Imprimir Documento PDF
 

Cristo, o la sobreabundancia

XVIII Domingo del Tiempo Ordinario. Ciclo A

Fecha: 28/07/2005. Publicado en: Semanario Alfa y Omega 461 y en el semanario diocesano de Granada y Guadix, Fiesta 648



Mateo 14, 13-21
En aquel tiempo, al enterarse Jesús de la muerte de Juan, el Bautista, se marchó de allí en barca, a un sitio tranquilo y apartado. Al saberlo la gente, lo siguió por tierra desde los pueblos.
Al desembarcar, vio Jesús el gentío, le dio lástima y curó a los enfermos. Como se hizo tarde, se acercaron los discípulos a decirle:
Estamos en despoblado y es muy tarde, despide a la multitud para que vayan a las aldeas y se compren de comer.  Jesús les replicó:
No hace falta que vayan, dadles vosotros de comer.
Ellos le replicaron:
Si aquí no tenemos más que cinco panes y dos peces.
Les dijo:
Traédmelos.
Mandó a la gente que se recostara en la hierba y, tomando los cinco panes y los dos peces, alzó la mirada al cielo, pronunció la bendición, partió los panes y se los dio a los discípulos; los discípulos se los dieron a la gente. Comieron todos hasta quedar satisfechos y recogieron doce cestos llenos de sobras. Comieron unos cinco mil hombres, sin contar mujeres y niños.


No se vincula la fe cristiana, por lo general, con la experiencia de un bien, sino con un sacrificio. Con unas obligaciones, en el sentido moderno (kantiano) de la palabra obligación, o con una ideología exigente, pero que uno acepta, incluso con aprecio, porque preserva o defiende ciertos aspectos vitales de nuestra tradición cultural.

El catecismo antiguo decía: «Soy cristiano por la gracia de Dios». Y lo primero en la experiencia cristiana es un cierto gusto por la vida, una cierta alegría de vivir y una cierta capacidad de amar la vida y las cosas. Hasta me parece, por mí y por otros que se han acercado a la Iglesia, que ese gusto por la vida (la alegría de la libertad), en la medida en que permanece en el tiempo, es el indicio más rigurosamente razonable de la verdad de la fe católica.

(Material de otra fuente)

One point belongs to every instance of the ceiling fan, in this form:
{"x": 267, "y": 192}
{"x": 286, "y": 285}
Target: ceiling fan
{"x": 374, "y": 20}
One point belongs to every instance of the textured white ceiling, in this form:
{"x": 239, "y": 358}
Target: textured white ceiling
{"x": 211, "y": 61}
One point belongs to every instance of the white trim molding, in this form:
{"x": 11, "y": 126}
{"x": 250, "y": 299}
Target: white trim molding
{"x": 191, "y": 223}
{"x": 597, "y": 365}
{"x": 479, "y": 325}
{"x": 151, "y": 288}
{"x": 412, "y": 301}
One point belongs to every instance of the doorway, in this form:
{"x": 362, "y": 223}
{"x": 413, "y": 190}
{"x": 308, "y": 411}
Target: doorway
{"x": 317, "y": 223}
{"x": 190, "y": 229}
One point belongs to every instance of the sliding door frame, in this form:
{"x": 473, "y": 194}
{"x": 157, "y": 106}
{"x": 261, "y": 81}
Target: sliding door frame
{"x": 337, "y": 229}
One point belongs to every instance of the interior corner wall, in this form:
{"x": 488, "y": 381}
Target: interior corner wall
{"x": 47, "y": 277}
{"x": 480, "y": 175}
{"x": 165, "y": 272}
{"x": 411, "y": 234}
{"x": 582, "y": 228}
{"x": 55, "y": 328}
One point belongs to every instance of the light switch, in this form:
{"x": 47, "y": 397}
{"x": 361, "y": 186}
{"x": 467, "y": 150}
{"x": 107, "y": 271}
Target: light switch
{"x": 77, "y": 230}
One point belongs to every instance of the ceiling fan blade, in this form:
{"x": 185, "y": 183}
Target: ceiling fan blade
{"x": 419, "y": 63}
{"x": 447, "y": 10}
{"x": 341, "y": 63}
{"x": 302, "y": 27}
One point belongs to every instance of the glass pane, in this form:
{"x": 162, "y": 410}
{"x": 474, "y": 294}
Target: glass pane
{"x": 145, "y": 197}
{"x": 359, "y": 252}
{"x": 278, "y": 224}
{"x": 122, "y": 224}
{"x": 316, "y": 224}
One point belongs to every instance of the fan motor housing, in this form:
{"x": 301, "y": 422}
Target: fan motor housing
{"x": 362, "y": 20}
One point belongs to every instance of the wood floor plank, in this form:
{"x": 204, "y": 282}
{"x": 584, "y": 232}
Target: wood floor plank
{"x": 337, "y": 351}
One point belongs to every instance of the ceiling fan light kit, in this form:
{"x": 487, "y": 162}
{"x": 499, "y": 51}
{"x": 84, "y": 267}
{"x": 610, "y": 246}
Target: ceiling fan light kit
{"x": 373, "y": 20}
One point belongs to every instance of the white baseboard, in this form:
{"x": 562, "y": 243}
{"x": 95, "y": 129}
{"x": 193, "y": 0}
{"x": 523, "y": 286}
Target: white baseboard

Y es que, si hay algo superior a las fuerzas del hombre, es poder amar la vida o, para ser más precisos, que el amor a la vida permanezca. Tal vez siempre ha sido un poco así, aunque mientras las religiones que los hombres profesaban eran verdaderas religiones, que tenían que ver con la divinidad, ayudaban de algún modo a sobrellevar los obstáculos, o protegían un pequeño resto de afecto en medio del mundo hostil (el clan, los amigos, los bienhechores). En la religión secular, en cambio, el único destino que parece posible para el corazón del hombre adulto es el cinismo.

Un grupo de teólogos escribía, no hace mucho, en un manifiesto que circulaba por la Universidad de Cambridge, que «el nihilismo está más cerca del cristianismo que el humanismo, porque el humanismo no es con frecuencia sino un nihilismo inconsciente de que lo es». Maticemos. El nihilismo es la cultura de la muerte, sin tapaderas. Eso no es un bien. Y el humanismo se deriva de la experiencia cristiana en tantos de sus aspectos que sería inimaginable sin ella. Hasta la crítica humanista a la religión sólo ha podido crecer con libertad en un humus cultural donde el amor a la verdad pasa por delante de las tendencias corporativistas de todo grupo humano. Sólo podía crecer en un mundo educado por la Iglesia. Pero, reconocidos los vínculos de filiación entre el humanismo y la cristiandad, también es cierto que la tragedia de la modernidad ha sido la ingenuidad pavorosa (compartida por tantos cristianos que ya habían perdido la fe sin darse cuenta) de creer que se podía construir un mundo humano sin la Iglesia y sin Cristo, y que la bellísima moral cristiana podría permanecer sin el don de la Redención y la comunión del Espíritu Santo. Ese humanismo sin Cristo no es más que una pobre parodia; siempre termina disolviéndose en nihilismo. Y una media mentira puede ser más dañina que una mentira entera, aunque sólo sea porque tiene más capacidad de seducción.

Comieron cinco mil hombres, y se saciaron, y sobraron doce cestos. ¡Doce cestos! Donde está Cristo de verdad, el hambre y la sed se sacian, y la humanidad desborda.